Thresholding algorithms implemented in scikit-image can be separated in two categories:
Histogram-based. The histogram of the pixels’ intensity is used and certain assumptions are made on the properties of this histogram (e.g. bimodal).
Local. To process a pixel, only the neighboring pixels are used. These algorithms often require more computation time.
If you are not familiar with the details of the different algorithms and the underlying assumptions, it is often difficult to know which algorithm will give the best results. Therefore, Scikit-image includes a function to evaluate thresholding algorithms provided by the library. At a glance, you can select the best algorithm for you data without a deep understanding of their mechanisms.
See also
Presentation on Rank filters.
import matplotlib.pyplot as plt
import skimage as ski
img = ski.data.page()
fig, ax = ski.filters.try_all_threshold(img, figsize=(10, 8), verbose=False)
plt.show()
How to apply a threshold?#
Now, we illustrate how to apply one of these thresholding algorithms. This example uses the mean value of pixel intensities. It is a simple and naive threshold value, which is sometimes used as a guess value.
image = ski.data.camera()
thresh = ski.filters.threshold_mean(image)
binary = image > thresh
fig, axes = plt.subplots(ncols=2, figsize=(8, 3))
ax = axes.ravel()
ax[0].imshow(image, cmap=plt.cm.gray)
ax[0].set_title('Original image')
ax[1].imshow(binary, cmap=plt.cm.gray)
ax[1].set_title('Result')
for a in ax:
a.set_axis_off()
plt.show()
Bimodal histogram#
For pictures with a bimodal histogram, more specific algorithms can be used. For instance, the minimum algorithm takes a histogram of the image and smooths it repeatedly until there are only two peaks in the histogram.
image = ski.data.camera()
thresh_min = ski.filters.threshold_minimum(image)
binary_min = image > thresh_min
fig, ax = plt.subplots(2, 2, figsize=(10, 10))
ax[0, 0].imshow(image, cmap=plt.cm.gray)
ax[0, 0].set_title('Original')
ax[0, 1].hist(image.ravel(), bins=256)
ax[0, 1].set_title('Histogram')
ax[1, 0].imshow(binary_min, cmap=plt.cm.gray)
ax[1, 0].set_title('Thresholded (min)')
ax[1, 1].hist(image.ravel(), bins=256)
ax[1, 1].axvline(thresh_min, color='r')
for a in ax[:, 0]:
a.set_axis_off()
plt.show()
Otsu’s method [2] calculates an “optimal” threshold (marked by a red line in the histogram below) by maximizing the variance between two classes of pixels, which are separated by the threshold.
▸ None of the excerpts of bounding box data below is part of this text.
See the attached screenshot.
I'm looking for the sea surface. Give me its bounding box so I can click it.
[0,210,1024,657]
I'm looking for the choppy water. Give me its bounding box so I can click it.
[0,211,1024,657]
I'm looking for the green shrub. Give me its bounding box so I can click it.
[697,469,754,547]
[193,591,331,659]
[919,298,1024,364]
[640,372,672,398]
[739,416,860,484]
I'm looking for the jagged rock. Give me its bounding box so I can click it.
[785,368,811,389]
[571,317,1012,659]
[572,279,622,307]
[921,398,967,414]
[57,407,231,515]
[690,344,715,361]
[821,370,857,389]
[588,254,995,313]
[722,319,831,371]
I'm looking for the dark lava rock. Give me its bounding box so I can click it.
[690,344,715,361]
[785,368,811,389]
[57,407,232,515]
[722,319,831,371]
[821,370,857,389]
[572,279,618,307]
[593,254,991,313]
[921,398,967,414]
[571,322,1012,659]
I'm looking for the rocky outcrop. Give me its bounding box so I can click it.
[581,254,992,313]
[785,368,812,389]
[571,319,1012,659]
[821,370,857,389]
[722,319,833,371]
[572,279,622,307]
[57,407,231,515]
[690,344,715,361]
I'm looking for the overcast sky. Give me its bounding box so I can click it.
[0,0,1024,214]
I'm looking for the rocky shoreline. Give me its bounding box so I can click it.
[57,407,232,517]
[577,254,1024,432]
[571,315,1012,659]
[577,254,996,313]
Equivalently, this threshold minimizes the intra-class variance.
image = ski.data.camera()
thresh = ski.filters.threshold_otsu(image)
binary = image > thresh
fig, ax = plt.subplots(ncols=3, figsize=(8, 2.5))
ax[0].imshow(image, cmap=plt.cm.gray)
ax[0].set_title('Original')
ax[0].axis('off')
ax[1].hist(image.ravel(), bins=256)
ax[1].set_title('Histogram')
ax[1].axvline(thresh, color='r')
ax[2].imshow(binary, cmap=plt.cm.gray)
ax[2].set_title('Thresholded')
ax[2].set_axis_off()
plt.show()
Local thresholding#
If the image background is relatively uniform, then you can use a global threshold value as presented above. However, if there is large variation in the background intensity, adaptive thresholding (a.k.a. local or dynamic thresholding) may produce better results. Note that local is much slower than global thresholding.
Here, we binarize an image using the threshold_local function, which
calculates thresholds in regions with a characteristic size block_size surrounding
each pixel (i.e. local neighborhoods). Each threshold value is the weighted mean
of the local neighborhood minus an offset value.
image = ski.data.page()
global_thresh = ski.filters.threshold_otsu(image)
binary_global = image > global_thresh
block_size = 35
local_thresh = ski.filters.threshold_local(image, block_size, offset=10)
binary_local = image > local_thresh
fig, axes = plt.subplots(nrows=3, figsize=(7, 8))
ax = axes.ravel()
plt.gray()
ax[0].imshow(image)
ax[0].set_title('Original')
ax[1].imshow(binary_global)
ax[1].set_title('Global thresholding')
ax[2].imshow(binary_local)
ax[2].set_title('Local thresholding')
for a in ax:
a.set_axis_off()
plt.show()
Now, we show how Otsu’s threshold [2] method can be applied locally. For each pixel, an “optimal” threshold is determined by maximizing the variance between two classes of pixels of the local neighborhood defined by a structuring element.
The example compares the local threshold with the global threshold.
img = ski.util.img_as_ubyte(ski.data.page())
radius = 15
footprint = ski.morphology.disk(radius)
local_otsu = ski.filters.rank.otsu(img, footprint)
threshold_global_otsu = ski.filters.threshold_otsu(img)
global_otsu = img >= threshold_global_otsu
fig, axes = plt.subplots(2, 2, figsize=(8, 5), sharex=True, sharey=True)
ax = axes.ravel()
fig.tight_layout()
fig.colorbar(ax[0].imshow(img, cmap=plt.cm.gray), ax=ax[0], orientation='horizontal')
ax[0].set_title('Original')
ax[0].set_axis_off()
fig.colorbar(
ax[1].imshow(local_otsu, cmap=plt.cm.gray), ax=ax[1], orientation='horizontal'
)
ax[1].set_title(f'Local Otsu (radius={radius})')
ax[1].set_axis_off()
ax[2].imshow(img >= local_otsu, cmap=plt.cm.gray)
ax[2].set_title('Original >= Local Otsu')
ax[2].set_axis_off()
ax[3].imshow(global_otsu, cmap=plt.cm.gray)
ax[3].set_title('Global Otsu (threshold = {threshold_global_otsu})')
ax[3].set_axis_off()
plt.show()
Total running time of the script: (0 minutes 2.969 seconds)